In other news, I fixed some of the shudder during braking with the disc brakes in front. I could not tell before for some reason, but when I stopped to bang at the headset again today, I found that the cone nuts on the axle/hub in front were not fully seated, so the whole wheel had some left/right play/wobble. Not very much, but enough to feel it rocking the tire left/right. While still on the sidewalk, I stuck the FF MC helmet under the bike near the cranks to hold the front end up, then took the wheel off and adjusted the cone nuts, whcih when put back on fixed the worst of the brake shudddering--there is still some because of the headset looseness, but it is not as bad.
Befoe, it would rattle around during all braking. Now it is only during light to moderate braking, while modulating the brakes to slow rather than stop. Worst druing right turns. Heavy sudden braking fully locks up the headset into it's rear-dragged position, so it doesn't have a shudder problem.
One other thing I would like to change is the steering ratio. It is too sensitive. I thought I had calculated and measured things to keep it the same as it was before, but apparently not.
As far as your commute goes, is there any reason why you can't just take an entire lane on the road, blatantly, and just let the cars go around? You have awesome lighting and clearly can use a large portion of the lane without causing too much confusion. You might need one of those reflective triangles on the rear like tractors and amish buggies use but it might be totally legal and much easier that way.

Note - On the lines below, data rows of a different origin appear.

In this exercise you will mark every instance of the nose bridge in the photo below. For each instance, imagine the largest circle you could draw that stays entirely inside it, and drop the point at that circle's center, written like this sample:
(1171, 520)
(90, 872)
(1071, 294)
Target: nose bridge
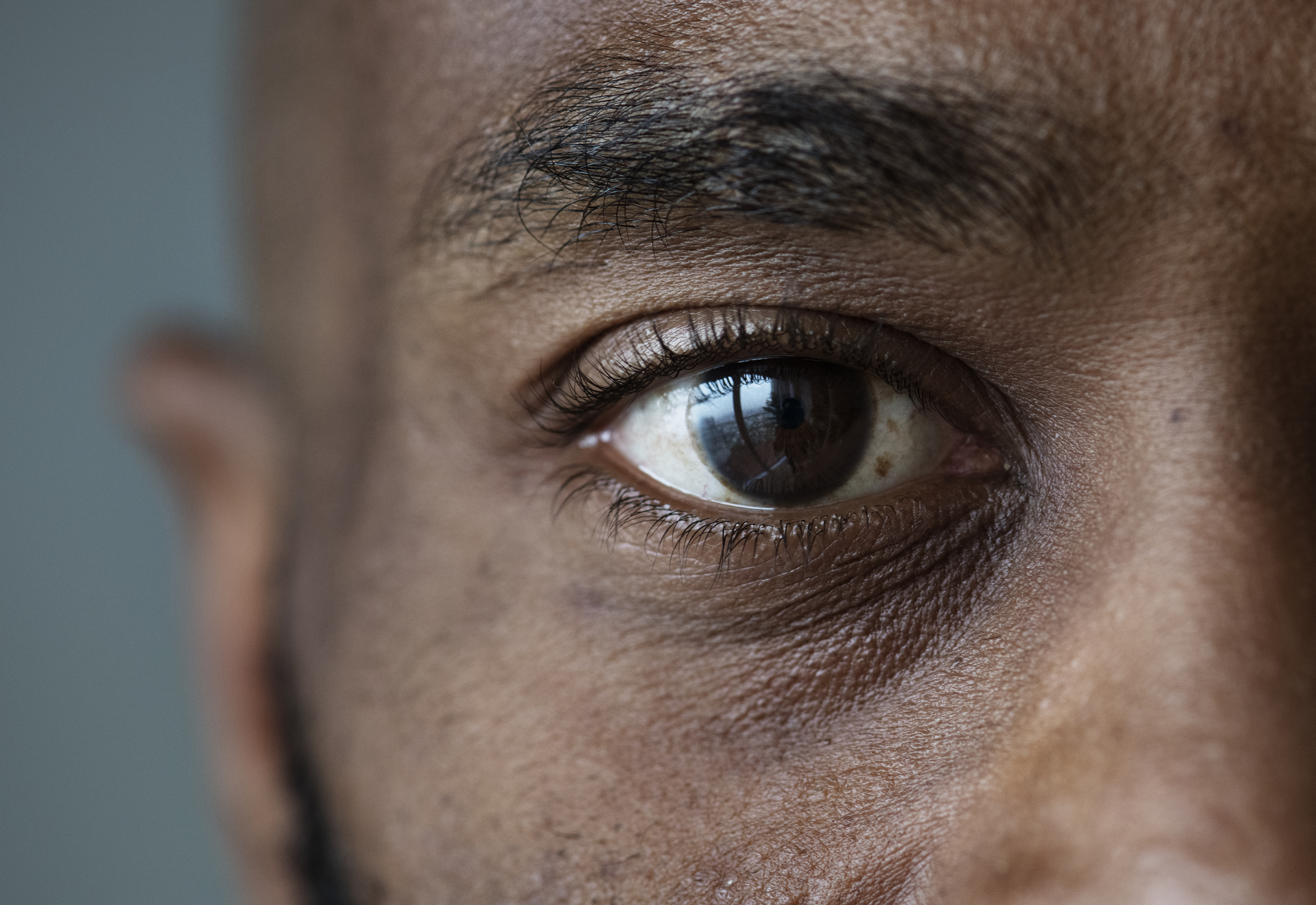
(1165, 750)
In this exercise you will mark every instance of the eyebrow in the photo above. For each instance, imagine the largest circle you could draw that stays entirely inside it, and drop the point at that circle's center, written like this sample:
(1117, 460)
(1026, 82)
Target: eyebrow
(640, 151)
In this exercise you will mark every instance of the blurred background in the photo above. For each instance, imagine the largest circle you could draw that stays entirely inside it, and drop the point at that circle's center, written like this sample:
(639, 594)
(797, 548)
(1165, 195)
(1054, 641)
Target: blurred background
(116, 210)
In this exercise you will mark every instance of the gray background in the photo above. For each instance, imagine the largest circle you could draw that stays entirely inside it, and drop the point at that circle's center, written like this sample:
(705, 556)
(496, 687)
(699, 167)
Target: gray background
(115, 210)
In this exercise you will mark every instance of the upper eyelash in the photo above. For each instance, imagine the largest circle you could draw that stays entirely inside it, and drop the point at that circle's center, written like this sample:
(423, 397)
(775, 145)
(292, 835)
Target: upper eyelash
(564, 406)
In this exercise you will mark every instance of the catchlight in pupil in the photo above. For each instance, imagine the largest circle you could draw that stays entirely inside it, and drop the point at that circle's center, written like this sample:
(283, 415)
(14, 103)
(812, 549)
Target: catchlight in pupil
(782, 431)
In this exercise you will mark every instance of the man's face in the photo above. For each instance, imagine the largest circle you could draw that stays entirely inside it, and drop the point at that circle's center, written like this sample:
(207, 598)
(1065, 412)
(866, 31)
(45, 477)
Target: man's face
(807, 452)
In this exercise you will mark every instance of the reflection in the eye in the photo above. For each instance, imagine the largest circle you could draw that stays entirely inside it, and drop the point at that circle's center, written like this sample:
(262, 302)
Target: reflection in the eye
(780, 434)
(781, 430)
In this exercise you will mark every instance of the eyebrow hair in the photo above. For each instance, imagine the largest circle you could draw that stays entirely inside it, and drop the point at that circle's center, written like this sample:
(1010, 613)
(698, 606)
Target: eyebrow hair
(624, 147)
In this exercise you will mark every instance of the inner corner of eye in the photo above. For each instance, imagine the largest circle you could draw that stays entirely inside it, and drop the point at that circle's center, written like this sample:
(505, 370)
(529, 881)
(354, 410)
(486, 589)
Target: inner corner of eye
(788, 433)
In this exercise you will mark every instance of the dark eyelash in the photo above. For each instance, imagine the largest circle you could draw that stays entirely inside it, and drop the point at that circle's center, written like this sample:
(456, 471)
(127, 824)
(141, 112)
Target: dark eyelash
(565, 404)
(680, 533)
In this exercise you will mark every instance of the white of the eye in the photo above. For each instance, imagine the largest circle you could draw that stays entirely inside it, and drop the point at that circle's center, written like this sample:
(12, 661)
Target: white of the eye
(655, 435)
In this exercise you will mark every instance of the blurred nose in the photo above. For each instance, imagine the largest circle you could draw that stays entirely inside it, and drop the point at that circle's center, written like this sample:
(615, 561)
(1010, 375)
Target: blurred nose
(1167, 750)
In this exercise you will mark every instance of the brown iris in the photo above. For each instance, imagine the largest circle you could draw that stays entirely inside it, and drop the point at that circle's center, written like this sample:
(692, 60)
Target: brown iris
(782, 430)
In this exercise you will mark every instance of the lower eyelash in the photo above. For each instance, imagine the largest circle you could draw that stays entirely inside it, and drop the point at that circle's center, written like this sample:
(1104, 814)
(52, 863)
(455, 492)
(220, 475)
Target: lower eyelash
(665, 526)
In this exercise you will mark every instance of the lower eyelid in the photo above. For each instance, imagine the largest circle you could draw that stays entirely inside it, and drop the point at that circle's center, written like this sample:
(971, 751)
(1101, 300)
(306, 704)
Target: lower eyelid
(652, 436)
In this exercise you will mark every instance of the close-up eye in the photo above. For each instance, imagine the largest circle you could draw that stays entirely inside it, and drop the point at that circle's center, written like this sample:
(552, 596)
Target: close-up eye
(780, 433)
(772, 410)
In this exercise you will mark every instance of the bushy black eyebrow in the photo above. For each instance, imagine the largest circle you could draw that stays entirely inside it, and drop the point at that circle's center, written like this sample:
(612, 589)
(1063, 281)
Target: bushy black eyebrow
(639, 151)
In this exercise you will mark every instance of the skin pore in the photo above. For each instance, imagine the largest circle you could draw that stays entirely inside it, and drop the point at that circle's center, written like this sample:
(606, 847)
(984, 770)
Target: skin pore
(1077, 670)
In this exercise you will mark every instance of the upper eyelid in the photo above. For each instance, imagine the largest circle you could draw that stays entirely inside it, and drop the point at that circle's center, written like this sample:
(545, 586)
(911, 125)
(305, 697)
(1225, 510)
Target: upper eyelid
(628, 360)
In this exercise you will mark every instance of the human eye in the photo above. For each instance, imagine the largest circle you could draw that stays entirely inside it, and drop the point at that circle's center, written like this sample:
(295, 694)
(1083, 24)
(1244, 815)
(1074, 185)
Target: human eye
(740, 419)
(785, 433)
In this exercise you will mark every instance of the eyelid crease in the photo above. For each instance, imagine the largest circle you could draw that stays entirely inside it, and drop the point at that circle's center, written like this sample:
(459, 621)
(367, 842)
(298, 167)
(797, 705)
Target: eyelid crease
(568, 400)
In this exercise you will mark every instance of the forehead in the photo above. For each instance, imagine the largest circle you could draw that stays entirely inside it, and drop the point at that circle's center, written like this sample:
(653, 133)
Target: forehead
(1164, 68)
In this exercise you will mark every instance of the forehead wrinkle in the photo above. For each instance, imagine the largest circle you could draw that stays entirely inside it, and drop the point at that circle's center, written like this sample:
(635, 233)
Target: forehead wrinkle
(620, 145)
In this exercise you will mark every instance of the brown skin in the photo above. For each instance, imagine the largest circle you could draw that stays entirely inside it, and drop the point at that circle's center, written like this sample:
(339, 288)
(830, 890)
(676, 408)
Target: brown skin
(1110, 697)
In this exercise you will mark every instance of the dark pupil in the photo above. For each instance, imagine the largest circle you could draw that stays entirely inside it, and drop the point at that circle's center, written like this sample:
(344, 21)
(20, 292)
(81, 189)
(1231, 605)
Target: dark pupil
(782, 430)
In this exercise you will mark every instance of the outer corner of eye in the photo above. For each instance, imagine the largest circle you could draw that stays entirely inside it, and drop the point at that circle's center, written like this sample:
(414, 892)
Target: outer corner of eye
(789, 433)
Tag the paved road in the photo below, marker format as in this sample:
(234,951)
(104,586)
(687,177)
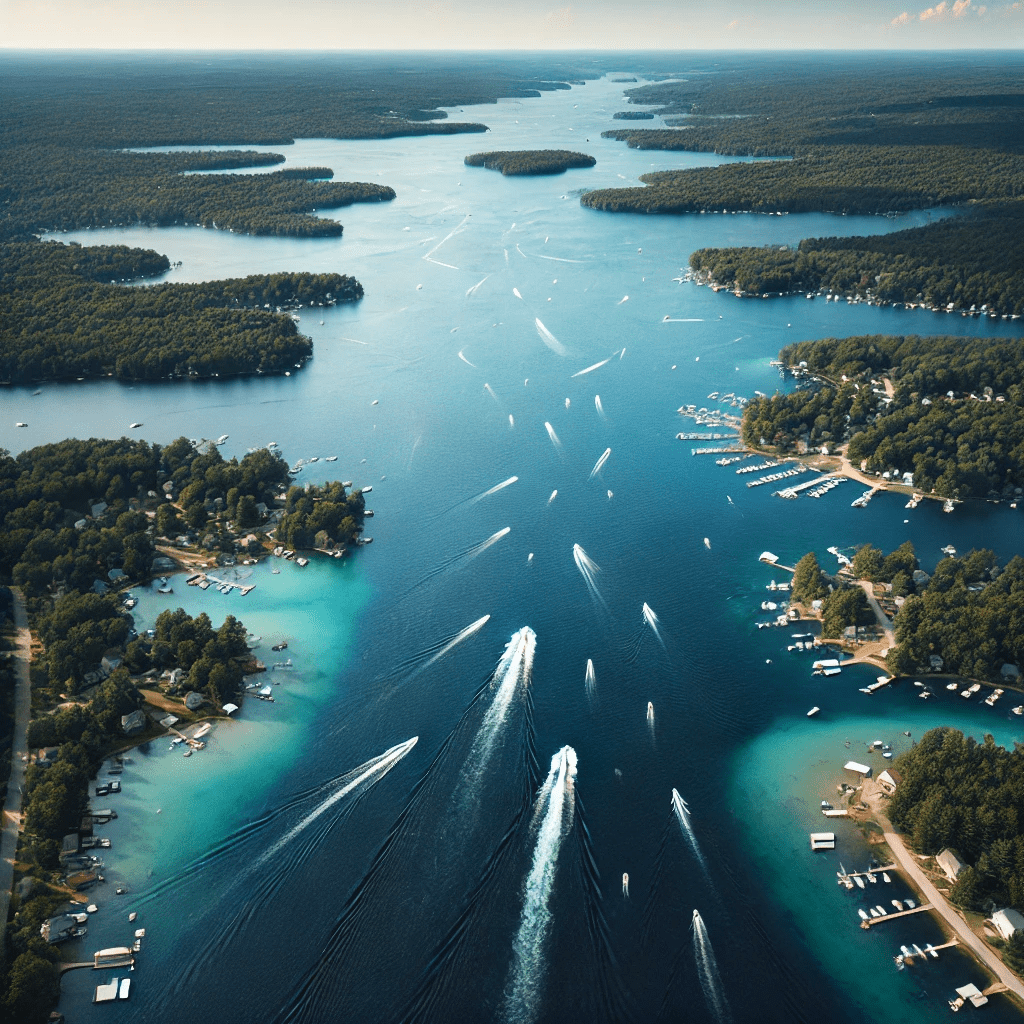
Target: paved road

It's theoretically legal anyway, depending on road conditions. Whether I get harassed by police about it would depend on whether any pissed off drivers call me in or something, or if the police see lots of cars doing stupid things passing me, and then do what they usually do--remove the slow vehicle from the road rather than catch the idiot drivers and teach them how they *should* pass slow vehicles.
I think if I were to take a whole lane on either Greenway, Bell, or Cave Creek, I'd need to to have one of those super-bright sequential flashing arrows like construction and cleaning vehicles often have. I've considered one before, but if I had to do this commute for another couple of weeks, I'd build one for sure. It's not really needed for most of my riding, as I can usually either stay on slower main streets or on side streets.
I try not to go places where the only option is to go thru roads like CCR, Bell, or GW, which are all 45MPH for most of the length I have to go on, but are the only roads around the mountain, with sidestreets nonexistent for parts of the journey and discontinuous most everywhere else. That makes it impractical to take side streets. Sidewalks are possible but only practical for a small part of teh journey, unless I don't mind taking a significantly longer time to reach my destinations up there. But sidewalks are dangerous unless they have nothing crossing them, and are nice and wide, and in very good condition. None of those is true for most of the sidewalks in the valley, and even when one is true usually the others aren't.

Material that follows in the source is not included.